Floodgate Defender Appliance

Floodgate Defender Appliance™ is a compact firewall appliance providing drop in protection for networked industrial devices. Installation and configuration is done in minutes, providing instant protection against cyber-attacks from hackers, denial of service attacks, cyber-sabotage attacks, automated hacking bots, and other Internet-based threats. Floodgate Defender Appliance is powered by the Floodgate Software Products to provide protection, management and situational awareness for a single end point device or to create a secure enclave providing end point protection to multiple devices.

With inclusion of Floodgate Agent, a secure web interface or your corporate policy management system allows configuration of customized communication policies. The Floodgate Defender Appliance enforces these policies, dropping unwanted packets before they are passed to the target device, blocking attacks before a connection is even established.

Floodgate Security Framework

The Floodgate Security Framework (FSF) provides a building blocks for creating secure embedded devices.  Floodgate Security Framework modules are availabe as individual products or as an integrated framework for embedded Linux or any RTOS.

Floodgate Security Architecture

Overview

Floodgate Security Framework (FSF) provides engineers developing embedded devices a comprehensive security solution allowing them to build secure, authenticated, trusted devices.

IT security practices require endpoints to be authenticated, trusted, secured and managed before they are allowed to operate on the corporate network.  IT/OT convergence and the emergence of security standards in various industries requires embedded devices provide the same security capabilities as IT devices.  

The Floodgate Security Framework provides:

  • Management system integration for IT/OT convergence.
  • Security capabilities to ensure the device is protected from attack.
  • Building blocks for compliance with security standards including EDSA, ISA/IEC 62443 and NIST Cybersecurity guidelines.

Floodgate Security Framework Modules

Floodgate™ Firewall, an award winning embedded firewall, provides Stateful Packet Inspection (SPI), rules-based filtering and threhold-based filtering to protect embedded devices from Internet-based threats.

Floodgate™ Intrustion Detection Software (IDS) provides a critical, missing layer of security for embedded devices.

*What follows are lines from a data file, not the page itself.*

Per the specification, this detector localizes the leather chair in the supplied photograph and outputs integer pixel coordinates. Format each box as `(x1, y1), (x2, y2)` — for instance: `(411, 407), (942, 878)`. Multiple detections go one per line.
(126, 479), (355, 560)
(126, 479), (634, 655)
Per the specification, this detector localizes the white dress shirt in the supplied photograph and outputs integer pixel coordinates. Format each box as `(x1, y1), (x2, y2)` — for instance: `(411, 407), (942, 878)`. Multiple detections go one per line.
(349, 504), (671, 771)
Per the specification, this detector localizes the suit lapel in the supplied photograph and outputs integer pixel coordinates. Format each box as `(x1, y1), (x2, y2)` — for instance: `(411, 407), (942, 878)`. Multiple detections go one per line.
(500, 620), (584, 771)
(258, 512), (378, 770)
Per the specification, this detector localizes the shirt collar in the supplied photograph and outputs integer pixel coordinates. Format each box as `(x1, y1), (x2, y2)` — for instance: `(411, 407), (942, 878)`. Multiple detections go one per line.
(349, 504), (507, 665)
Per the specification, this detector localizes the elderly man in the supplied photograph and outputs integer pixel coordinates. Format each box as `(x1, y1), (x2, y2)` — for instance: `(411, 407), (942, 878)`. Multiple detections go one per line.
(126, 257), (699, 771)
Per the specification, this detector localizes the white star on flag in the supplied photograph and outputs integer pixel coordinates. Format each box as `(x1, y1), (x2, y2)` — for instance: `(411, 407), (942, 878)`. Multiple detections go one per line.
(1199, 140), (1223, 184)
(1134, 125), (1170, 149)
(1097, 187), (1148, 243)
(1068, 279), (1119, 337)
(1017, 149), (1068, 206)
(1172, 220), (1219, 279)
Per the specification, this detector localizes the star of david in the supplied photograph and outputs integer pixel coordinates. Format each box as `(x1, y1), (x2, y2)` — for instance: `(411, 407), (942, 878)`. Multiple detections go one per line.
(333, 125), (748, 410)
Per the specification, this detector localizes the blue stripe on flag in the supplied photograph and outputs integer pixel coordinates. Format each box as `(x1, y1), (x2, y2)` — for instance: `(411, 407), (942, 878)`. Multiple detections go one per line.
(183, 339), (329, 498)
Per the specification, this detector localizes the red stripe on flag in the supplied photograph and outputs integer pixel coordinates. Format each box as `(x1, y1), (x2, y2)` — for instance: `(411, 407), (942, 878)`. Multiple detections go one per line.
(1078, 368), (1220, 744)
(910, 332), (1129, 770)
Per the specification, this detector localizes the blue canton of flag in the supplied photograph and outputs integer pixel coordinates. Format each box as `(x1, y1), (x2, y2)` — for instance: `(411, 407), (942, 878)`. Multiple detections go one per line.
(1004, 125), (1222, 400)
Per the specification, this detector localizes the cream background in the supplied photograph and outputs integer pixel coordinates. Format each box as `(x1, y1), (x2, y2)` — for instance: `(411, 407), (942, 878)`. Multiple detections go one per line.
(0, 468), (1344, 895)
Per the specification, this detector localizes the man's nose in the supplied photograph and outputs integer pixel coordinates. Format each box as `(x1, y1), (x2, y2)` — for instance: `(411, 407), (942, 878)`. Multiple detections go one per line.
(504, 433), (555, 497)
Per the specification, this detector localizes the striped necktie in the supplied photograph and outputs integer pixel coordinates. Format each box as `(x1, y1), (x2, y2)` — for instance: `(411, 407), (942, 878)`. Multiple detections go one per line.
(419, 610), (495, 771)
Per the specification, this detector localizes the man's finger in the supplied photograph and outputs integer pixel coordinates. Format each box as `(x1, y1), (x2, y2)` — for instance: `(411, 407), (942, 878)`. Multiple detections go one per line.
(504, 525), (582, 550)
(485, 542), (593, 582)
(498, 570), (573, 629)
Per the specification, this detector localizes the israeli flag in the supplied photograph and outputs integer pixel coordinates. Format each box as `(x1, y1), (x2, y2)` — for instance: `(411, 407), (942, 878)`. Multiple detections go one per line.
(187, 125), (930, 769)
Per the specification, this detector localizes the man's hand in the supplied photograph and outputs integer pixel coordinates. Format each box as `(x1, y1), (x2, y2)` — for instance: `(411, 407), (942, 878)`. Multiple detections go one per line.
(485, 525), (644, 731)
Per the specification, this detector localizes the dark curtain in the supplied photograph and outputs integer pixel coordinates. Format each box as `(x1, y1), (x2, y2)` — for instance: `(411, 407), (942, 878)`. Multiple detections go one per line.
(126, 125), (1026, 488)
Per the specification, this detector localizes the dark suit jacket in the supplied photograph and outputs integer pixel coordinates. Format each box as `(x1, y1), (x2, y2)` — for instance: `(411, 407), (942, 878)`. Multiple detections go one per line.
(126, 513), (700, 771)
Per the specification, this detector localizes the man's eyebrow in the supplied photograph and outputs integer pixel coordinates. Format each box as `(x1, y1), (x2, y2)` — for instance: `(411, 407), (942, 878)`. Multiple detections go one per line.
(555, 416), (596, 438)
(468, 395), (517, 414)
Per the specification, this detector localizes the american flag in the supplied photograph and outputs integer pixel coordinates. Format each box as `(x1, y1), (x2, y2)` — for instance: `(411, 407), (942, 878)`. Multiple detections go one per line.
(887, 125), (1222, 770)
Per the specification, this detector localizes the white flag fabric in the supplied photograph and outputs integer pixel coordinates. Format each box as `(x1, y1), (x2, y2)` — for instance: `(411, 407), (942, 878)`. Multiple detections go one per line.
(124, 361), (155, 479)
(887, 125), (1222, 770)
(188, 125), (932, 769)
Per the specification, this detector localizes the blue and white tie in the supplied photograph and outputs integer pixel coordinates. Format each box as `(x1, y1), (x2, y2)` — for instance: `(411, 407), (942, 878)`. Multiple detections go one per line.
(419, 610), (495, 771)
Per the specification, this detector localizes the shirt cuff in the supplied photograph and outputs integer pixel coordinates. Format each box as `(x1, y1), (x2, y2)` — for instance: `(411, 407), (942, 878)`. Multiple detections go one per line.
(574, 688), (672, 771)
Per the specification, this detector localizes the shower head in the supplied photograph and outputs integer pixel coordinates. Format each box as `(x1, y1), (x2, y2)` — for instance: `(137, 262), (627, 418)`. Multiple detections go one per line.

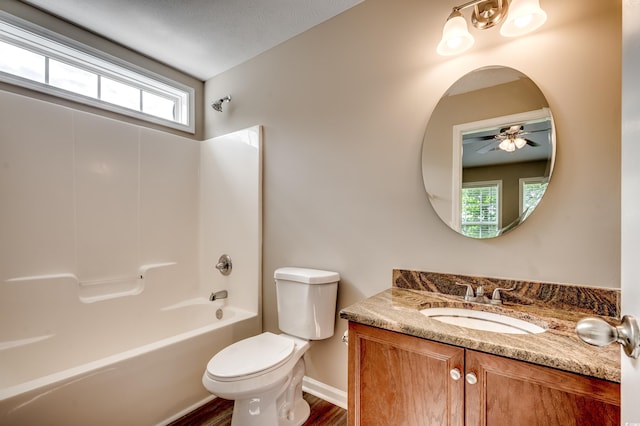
(211, 96), (231, 112)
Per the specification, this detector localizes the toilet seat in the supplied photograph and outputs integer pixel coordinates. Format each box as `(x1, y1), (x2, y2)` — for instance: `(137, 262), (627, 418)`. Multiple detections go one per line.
(206, 332), (295, 382)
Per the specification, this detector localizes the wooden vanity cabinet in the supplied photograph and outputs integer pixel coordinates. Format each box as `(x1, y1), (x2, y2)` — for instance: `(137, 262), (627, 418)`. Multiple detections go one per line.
(348, 323), (620, 426)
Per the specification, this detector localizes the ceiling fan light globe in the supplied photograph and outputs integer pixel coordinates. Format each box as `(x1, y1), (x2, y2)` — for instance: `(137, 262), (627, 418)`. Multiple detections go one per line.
(513, 138), (527, 149)
(498, 139), (516, 152)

Floodgate IDS protects RTOS and embedded Linux device from malicious or accidental changes to firmware, configuration information or static data.

Floodgate™ Secure Boot ensures only authenticated firmware from the OEM is allowed to run on the device. 

Floodgate™ Agent provides situational awarness, security event reporting, command audit log support and security policy management for embedded and IoT devices. Floodgate Agent provides management provides integration with the enterprise security management systems.

Floodgate™ McAfee ePolicyOrchestrator agent provides integration between RTOS-based devices and the McAfee ePO and ESM enterprise management systems.

Cyber Threats for Embedded Devices

Internet-based attacks are on the rise and an increasing number of these attacks are targeting embedded devices. Cyber-criminals, hacking bots, industrial or international espionage agents and even terrorist groups are now targeting industrial, military, automotive and medical devices as well as utility systems.

Reported attacks against industrial devices include:

  • Automotive manufacturing plant shutdown resulting from a cyber-attack.
  • Pipeline monitoring system that failed due to a DoS attack.
  • Train system delays caused by hackers.
  • Sewage spill caused by a control system hacked by an insider.
  • Proliferation of malware targeting industrial automation systems including Stuxnet, Flame, Havex and BlackEnergy.

 

 

Iconfidant SSH

Iconfidant SSH is a source code product implementing SSH and SFTP client and server for embedded security for the VxWorks embedded operating systems. It implements SSHv1 and SSHv2 protocols with strong authentication and encryption.